As a reader service, grubstreet is reproducing some recent items from the "President's Page" section of the American Humour Association's website (www.aha/hahaha.org). AHA president Morty Gross has a BA in Comedical Studies from the University of Las Vegas and is the author of the forthcoming book "Humour in the 1960's: it seemed funny at the time".
Is the light bulb burned out?
The light bulb has been an almost incandescent fixture around which jokes are built. (How many CIA agents does it take to screw in a light bulb? Five - one to screw it in, two to extract a confession from the bulb, one to tape the confession, and one to destroy the evidence), But, hey, let's face it, you've got to be contemporary these days. People are increasingly looking to us in the comedy business for leadership. The world is going LED, LEED, halogen, fluorescent, and just basic green. So it seems like it's time to take the light bulb out of its socket to me (socket to me, socket to me - sorry - just promoting my new book).
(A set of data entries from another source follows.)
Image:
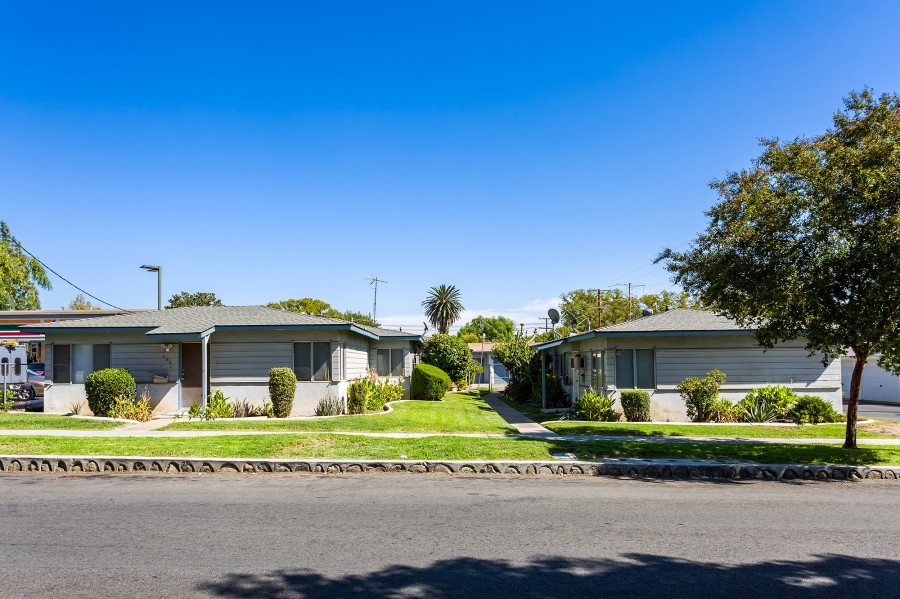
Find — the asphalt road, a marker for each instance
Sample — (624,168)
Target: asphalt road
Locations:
(436,536)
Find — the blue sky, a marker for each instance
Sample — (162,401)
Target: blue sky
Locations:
(517,150)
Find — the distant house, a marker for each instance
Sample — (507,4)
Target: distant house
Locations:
(12,323)
(164,350)
(495,374)
(878,385)
(657,352)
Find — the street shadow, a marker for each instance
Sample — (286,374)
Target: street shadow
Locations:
(632,575)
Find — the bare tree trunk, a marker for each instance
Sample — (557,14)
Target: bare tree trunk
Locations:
(853,400)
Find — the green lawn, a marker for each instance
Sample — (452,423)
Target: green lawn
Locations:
(746,431)
(437,448)
(50,421)
(459,413)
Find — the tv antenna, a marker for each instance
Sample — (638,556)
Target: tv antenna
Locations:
(373,282)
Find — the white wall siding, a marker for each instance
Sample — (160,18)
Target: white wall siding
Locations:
(143,360)
(357,360)
(747,366)
(234,362)
(878,384)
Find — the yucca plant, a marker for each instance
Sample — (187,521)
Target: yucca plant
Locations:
(758,411)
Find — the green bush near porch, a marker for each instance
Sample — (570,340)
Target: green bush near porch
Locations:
(636,405)
(282,387)
(103,386)
(429,383)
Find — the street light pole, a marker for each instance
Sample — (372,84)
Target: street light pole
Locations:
(158,271)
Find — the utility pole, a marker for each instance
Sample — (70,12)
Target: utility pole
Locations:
(546,325)
(630,286)
(373,281)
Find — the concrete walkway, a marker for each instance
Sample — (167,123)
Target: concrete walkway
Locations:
(523,423)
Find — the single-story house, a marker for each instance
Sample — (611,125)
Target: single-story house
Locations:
(495,374)
(878,385)
(179,355)
(657,352)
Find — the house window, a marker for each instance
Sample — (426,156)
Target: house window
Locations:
(389,362)
(62,356)
(635,369)
(312,361)
(396,362)
(382,362)
(598,371)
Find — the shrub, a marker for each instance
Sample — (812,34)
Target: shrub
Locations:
(102,387)
(596,407)
(725,411)
(700,395)
(765,404)
(359,393)
(391,391)
(217,406)
(131,409)
(429,383)
(282,387)
(450,354)
(812,409)
(330,406)
(636,405)
(245,409)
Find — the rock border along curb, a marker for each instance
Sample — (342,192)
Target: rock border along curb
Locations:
(675,469)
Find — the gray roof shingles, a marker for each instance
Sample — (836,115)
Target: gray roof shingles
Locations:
(680,319)
(202,318)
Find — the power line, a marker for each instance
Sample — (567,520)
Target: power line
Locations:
(39,261)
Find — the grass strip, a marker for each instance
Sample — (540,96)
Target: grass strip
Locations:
(439,448)
(53,422)
(462,412)
(740,431)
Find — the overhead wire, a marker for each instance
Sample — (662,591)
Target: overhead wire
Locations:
(42,263)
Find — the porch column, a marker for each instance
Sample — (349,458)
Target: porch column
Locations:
(204,383)
(543,379)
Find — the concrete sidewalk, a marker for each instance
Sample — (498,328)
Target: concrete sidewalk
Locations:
(523,423)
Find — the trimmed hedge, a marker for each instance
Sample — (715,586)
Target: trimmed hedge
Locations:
(429,383)
(636,405)
(282,387)
(103,386)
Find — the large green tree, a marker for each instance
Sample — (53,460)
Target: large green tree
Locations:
(805,242)
(199,298)
(20,275)
(316,307)
(494,328)
(443,307)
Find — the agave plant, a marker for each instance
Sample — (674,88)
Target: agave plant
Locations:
(443,306)
(759,411)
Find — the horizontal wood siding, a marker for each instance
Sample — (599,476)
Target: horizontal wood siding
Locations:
(747,366)
(248,361)
(357,360)
(143,360)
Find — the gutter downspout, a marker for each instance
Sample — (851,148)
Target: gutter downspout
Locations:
(543,379)
(204,371)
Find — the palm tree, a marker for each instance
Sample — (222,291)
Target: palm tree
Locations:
(442,307)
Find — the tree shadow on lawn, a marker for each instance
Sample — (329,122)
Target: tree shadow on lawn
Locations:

Let's me honest: light bulbs aren't part of the joke, they're just the platform around which jokes are built. Couldn't we build the same body of humour around, say, the tree or the solar panel? (How many hippies does it take to install a solar panel: 50 - 1 to put it on and 49 to break into a chorus of "Let the Sunshine In". How many Republicans does it take to plant a tree near the Ronald Reagan Memorial Library: it's infinite - they'll all be poisoned off - don't do it).
The AHA welcomes members' suggestions for new joke icons: the best will be published next month, and a winner drawn at random will receive an autographed picture of Mickey Rooney.
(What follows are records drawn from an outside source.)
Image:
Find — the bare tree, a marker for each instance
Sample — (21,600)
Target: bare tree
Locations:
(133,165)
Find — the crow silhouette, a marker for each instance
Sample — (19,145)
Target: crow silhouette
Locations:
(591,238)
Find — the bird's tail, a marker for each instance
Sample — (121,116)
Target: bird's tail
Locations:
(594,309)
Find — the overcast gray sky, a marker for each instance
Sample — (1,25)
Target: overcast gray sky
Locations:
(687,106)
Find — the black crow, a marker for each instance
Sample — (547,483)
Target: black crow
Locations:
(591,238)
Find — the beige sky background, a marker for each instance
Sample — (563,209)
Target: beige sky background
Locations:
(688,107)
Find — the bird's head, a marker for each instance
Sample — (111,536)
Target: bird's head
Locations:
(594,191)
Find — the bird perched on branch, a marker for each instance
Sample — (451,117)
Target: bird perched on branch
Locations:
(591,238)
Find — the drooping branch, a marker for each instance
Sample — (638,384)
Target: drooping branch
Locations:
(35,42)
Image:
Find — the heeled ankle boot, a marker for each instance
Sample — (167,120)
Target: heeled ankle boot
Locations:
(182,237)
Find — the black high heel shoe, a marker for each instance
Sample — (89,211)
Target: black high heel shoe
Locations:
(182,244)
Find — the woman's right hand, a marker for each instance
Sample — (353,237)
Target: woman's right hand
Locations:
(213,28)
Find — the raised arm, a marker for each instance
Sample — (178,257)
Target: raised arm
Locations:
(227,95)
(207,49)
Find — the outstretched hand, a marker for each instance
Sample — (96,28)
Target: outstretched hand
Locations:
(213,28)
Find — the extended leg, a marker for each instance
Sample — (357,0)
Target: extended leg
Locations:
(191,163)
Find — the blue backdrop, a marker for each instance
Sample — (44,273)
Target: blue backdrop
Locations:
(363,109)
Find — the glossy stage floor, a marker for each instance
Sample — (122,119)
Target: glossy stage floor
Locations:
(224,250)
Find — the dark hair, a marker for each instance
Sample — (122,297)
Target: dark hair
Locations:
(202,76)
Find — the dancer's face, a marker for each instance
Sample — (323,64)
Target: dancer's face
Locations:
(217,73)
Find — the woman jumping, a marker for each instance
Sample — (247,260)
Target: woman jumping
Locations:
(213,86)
Copyright: time to flex our muscle?
Someone's cell phone rings and it sounds a riff from the Rolling Stones or ABBA. And wouldn't you know it, the band gets a royalty payment. But if someone tells you "stop me if you've heard this before", and you don't, and it's a good one, and you pass it on, what creative protection is there for the comedian who first told the joke? Yep, you guessed it, none at all. And that situation's going to have to change if we want to nurture comedy in our culture.
Performing rights organizations are vigilant in making sure that paid public performances or broadcasts yield royalty payments - and they have a field force to make sure stores, bars, pubs and the like play by the book. Why should it be any different for jokes? If someone tells a good, creative joke and someone else repeats it, there should be a royalty payment in there somewhere.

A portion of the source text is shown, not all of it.